С чем вы связываете свое освобождение? С тем, что судьи стали следовать букве закона или с какими-то другими обстоятельствами?
С.К: Думаю, что моему делу придали большую огласку. По нему высказывались представители ЕС и США. Моя супруга подняла всех, кого можно было поднять. И журналистов, которые это освещали.
Вы обратились в прокуратуру по поводу того, что дело против вас сфабриковали?
С.К: Да, несколько дней назад зарегистрировал в прокуратуре жалобу, где описал все обстоятельства, все, что мне известно о том, кто стоит за отъемом моего бизнеса. Они испортили жизнь мне и моей семье. Сейчас ситуация немного изменилась, у нас новый генпрокурор. После его публичных выступлений, после снятия с должностей некоторых прокуроров, думаю, есть шанс разобраться в моем деле и понять, что оно сфальсифицировано.
Е.К: Таких, как Сергей, очень много.
«Прогноз худший»
Как врачи сейчас оценивают ваше состояние здоровья? Насколько оно стабильно?
С.К: Прогноз худший. За время в тюрьме мое состояние ухудшилось в разы. У меня появились паховая и пупочная грыжи, которые врачи боятся оперировать, потому что печень может не выдержать операцию. И вот сейчас я прохожу реабилитацию, чтобы избавиться от этих грыж. После этого нужно будет решить проблему с селезенкой, так как она очень увеличена, и только потом можно будет говорить о пересадке печени. Сказали: сегодня, завтра, через полгода, неизвестно, сколько у тебя времени.

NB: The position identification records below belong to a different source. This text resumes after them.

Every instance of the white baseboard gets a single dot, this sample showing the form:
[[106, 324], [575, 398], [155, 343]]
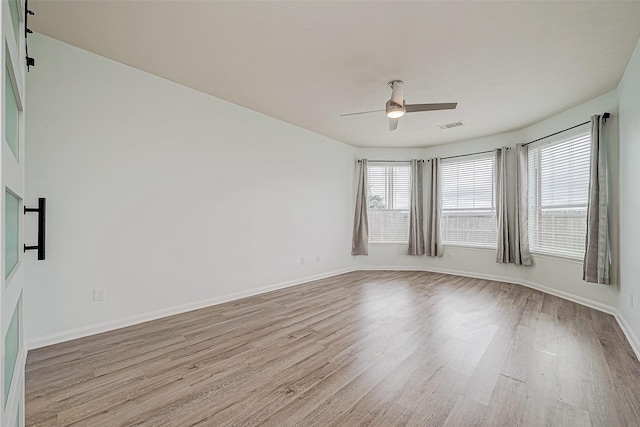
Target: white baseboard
[[169, 311], [628, 332]]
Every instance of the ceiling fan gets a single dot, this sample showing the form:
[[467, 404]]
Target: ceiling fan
[[396, 108]]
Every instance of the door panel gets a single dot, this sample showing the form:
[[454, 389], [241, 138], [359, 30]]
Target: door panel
[[12, 230]]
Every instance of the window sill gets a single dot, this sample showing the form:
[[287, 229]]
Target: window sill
[[557, 257], [466, 247]]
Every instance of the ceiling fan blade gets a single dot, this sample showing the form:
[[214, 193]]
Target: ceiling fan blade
[[397, 92], [412, 108], [362, 112]]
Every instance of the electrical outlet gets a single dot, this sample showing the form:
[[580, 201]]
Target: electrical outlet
[[98, 294]]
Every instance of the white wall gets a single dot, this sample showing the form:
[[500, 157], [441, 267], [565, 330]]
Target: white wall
[[168, 198], [629, 110], [561, 277], [146, 198]]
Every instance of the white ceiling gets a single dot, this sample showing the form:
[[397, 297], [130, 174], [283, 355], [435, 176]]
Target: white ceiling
[[507, 64]]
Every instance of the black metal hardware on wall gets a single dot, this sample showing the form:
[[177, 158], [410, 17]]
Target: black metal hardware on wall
[[41, 210], [31, 62]]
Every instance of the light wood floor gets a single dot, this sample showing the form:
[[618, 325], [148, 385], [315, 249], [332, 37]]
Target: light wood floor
[[364, 348]]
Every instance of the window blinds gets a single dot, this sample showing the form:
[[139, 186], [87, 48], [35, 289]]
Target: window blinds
[[558, 194], [388, 201], [468, 201]]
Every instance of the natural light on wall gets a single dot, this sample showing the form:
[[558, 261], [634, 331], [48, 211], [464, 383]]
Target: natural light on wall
[[558, 193], [388, 199]]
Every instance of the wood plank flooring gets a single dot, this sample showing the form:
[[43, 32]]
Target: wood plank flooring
[[364, 348]]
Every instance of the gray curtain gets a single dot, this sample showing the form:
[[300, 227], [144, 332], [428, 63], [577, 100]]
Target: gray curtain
[[416, 215], [521, 254], [503, 252], [597, 257], [434, 206], [360, 239]]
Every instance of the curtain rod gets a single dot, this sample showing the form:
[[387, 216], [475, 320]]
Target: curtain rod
[[390, 161], [471, 154], [605, 115]]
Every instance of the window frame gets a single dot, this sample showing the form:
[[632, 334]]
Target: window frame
[[467, 244], [388, 164], [535, 194]]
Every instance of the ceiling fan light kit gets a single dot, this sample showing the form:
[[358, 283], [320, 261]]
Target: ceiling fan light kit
[[396, 107], [394, 111]]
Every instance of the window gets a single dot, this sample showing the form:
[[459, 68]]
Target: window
[[558, 194], [468, 201], [388, 200]]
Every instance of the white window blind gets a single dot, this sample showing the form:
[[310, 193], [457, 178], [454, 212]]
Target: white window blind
[[388, 200], [468, 201], [558, 194]]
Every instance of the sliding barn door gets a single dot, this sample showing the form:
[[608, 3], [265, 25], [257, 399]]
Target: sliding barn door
[[12, 188]]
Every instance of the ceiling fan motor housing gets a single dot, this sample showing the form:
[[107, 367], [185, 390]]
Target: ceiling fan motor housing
[[394, 110]]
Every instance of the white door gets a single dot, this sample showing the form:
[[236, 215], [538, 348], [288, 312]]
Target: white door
[[12, 188]]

Е.К: Ему еще год назад нужна была пересадка печени. С венами пищевода тоже проблемы. Конечно, со здоровьем все плохо. Финансовую часть мы даже не обсуждаем. Надеемся, что ЕСПЧ вынесет решение в нашу пользу, потому что мы остались совсем без ничего.

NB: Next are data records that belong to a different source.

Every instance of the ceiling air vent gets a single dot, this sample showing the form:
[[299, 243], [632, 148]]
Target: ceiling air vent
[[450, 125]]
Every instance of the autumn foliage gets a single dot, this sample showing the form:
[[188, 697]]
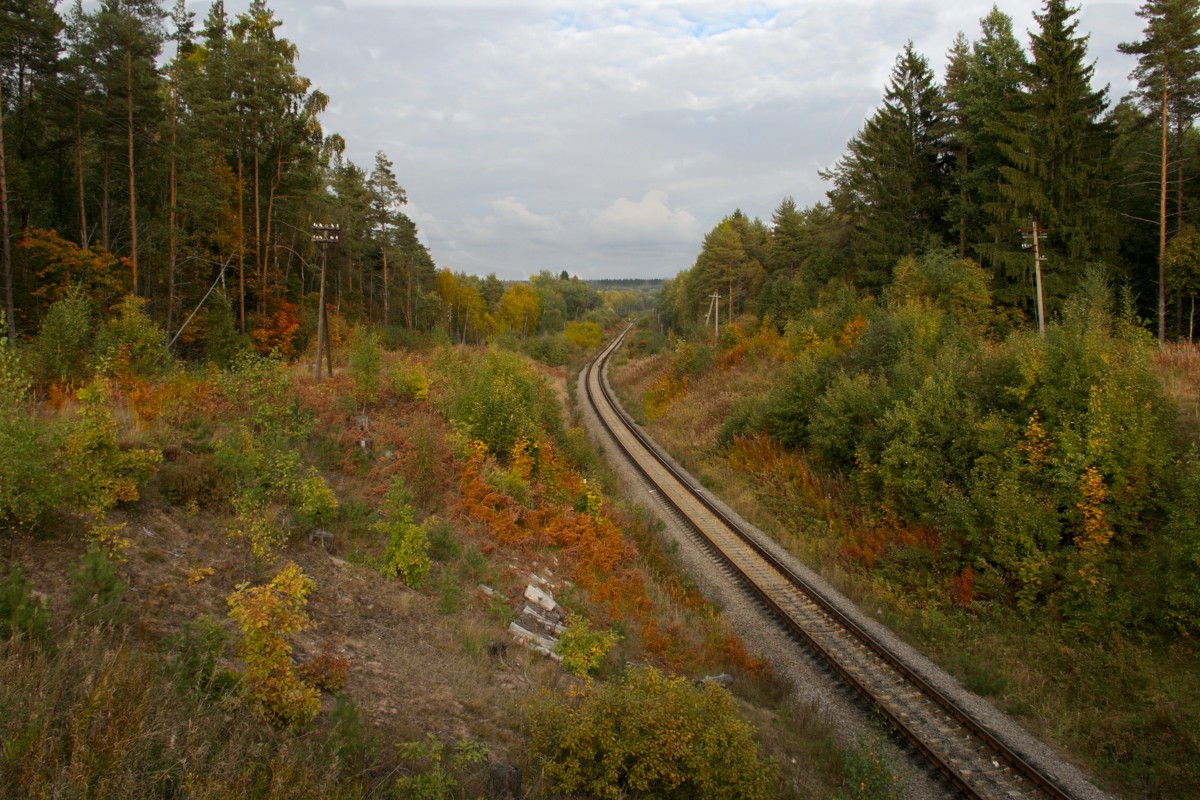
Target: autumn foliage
[[268, 617]]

Вы рассчитываете получить по решению ЕСПЧ компенсацию от государства, которая покроет расходы на операцию?
С.К: Мы не рассчитываем, мы предполагаем. Я стоял в очереди на пересадку печени. В 2017 году уже подходила моя очередь, но в 2017 меня арестовали.
Е.К: Мы и в Румынии консультировались. Сейчас у нас надежда только на Румынию, в Минске цены выше — €150 тыс. О Германии или Израиле я вообще молчу, там больше €200 тыс.
С.К: Доктора объясняют, что пока я сам хожу, еще что-то можно сделать. А когда стану лежачим больным, за меня уже никто не возьмется.
*Редакция NM готова предоставить право на реплику всем лицам, упомянутым в интервью.